Colonel Mustard and Friends

Fun-filled show with guests from the world of music, comedy and spoken word
A 'late night sexy disco party with a fuckin' line-up and a half' is what we're gleefully promised during the opening night of Colonel Mustard and Friends, a cabaret show with a distinctively mustardy flavour, by 'Colonel' John McMustard. For those who don't know his work already – which is almost everyone outside Scotland – McMustard has built a reputation as the leader of Colonel Mustard and the Dijon 5, a party band of formidable force on the Scottish festival circuit, whose fans wear home-made uniforms of off-yellow to their gigs.
The band are so popular with their audience in Scotland that McMustard is branching out into the Fringe circuit, both with his own children's show (Colonel Mustard and the Big Bad Wolf, also at Gilded Balloon), and with this revue gig featuring friends who also happen to be performing in Edinburgh. He's right about the quality of the line-up he's gathered together here, but first of all there is some introductory music by a slimmed-down Dijon 5 to play.

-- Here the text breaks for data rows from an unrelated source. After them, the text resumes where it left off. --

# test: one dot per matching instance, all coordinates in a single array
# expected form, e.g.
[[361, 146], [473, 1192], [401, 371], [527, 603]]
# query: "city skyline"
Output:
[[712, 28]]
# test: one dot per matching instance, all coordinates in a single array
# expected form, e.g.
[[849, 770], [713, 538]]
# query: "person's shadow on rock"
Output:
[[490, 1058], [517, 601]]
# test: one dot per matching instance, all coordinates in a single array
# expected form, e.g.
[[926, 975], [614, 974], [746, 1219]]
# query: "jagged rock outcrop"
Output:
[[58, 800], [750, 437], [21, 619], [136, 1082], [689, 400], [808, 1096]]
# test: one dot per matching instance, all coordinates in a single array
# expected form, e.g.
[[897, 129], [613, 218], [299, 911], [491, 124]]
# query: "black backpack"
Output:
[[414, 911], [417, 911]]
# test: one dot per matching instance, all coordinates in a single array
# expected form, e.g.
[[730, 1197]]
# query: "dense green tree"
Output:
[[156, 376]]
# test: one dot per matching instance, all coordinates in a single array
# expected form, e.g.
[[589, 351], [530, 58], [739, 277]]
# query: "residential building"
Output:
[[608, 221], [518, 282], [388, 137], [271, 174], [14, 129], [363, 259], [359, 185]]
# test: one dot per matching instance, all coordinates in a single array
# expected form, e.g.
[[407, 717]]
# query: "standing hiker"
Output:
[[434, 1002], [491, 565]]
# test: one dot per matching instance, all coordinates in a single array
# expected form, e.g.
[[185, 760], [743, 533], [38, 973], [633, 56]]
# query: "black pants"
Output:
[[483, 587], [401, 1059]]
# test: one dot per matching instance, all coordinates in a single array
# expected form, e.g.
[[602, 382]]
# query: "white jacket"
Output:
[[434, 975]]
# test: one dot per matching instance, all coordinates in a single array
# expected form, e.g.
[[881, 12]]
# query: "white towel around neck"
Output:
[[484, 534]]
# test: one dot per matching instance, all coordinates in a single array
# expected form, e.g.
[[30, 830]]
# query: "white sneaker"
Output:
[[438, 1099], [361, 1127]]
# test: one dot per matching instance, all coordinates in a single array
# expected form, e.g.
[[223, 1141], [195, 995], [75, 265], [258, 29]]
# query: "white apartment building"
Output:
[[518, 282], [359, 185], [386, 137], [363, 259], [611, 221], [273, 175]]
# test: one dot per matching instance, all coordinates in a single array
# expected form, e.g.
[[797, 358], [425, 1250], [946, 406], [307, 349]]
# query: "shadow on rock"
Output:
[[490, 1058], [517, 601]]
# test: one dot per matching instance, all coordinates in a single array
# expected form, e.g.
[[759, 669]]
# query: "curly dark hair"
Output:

That the group can play songs about West Coast sectarianism ('you've got more mixed messages than Lidl's middle section… you sing songs about history when you failed your standard grades') and 'Snooker, Pool and Darts' as a social cure for male mental health issues tells us why they're so beloved, with fun music, sharp humour and light social commentary all gathering in the same place.
This set us up nicely for the first night's guests, including a solo set from Hugh Reed of the Velvet Underpants, the Dijon 5's predecessors as Scottish party provocateurs; Cat Hepburn, with clips from her solo spoken word show #GIRLHOOD; stand-up from Roisin Caird which takes in hormonal contraception and her taste for 'sad Catholics'; and Tom Maguire and the Brassholes, another party band in the Dijon 5 mould. No doubt the Colonel has plenty of other friends, and the quality of this line-up will be repeated throughout the run.
Gilded Balloon at the Museum, until 25 Aug (not 15, 17, 23, 24), 10.30pm, £10 (£9).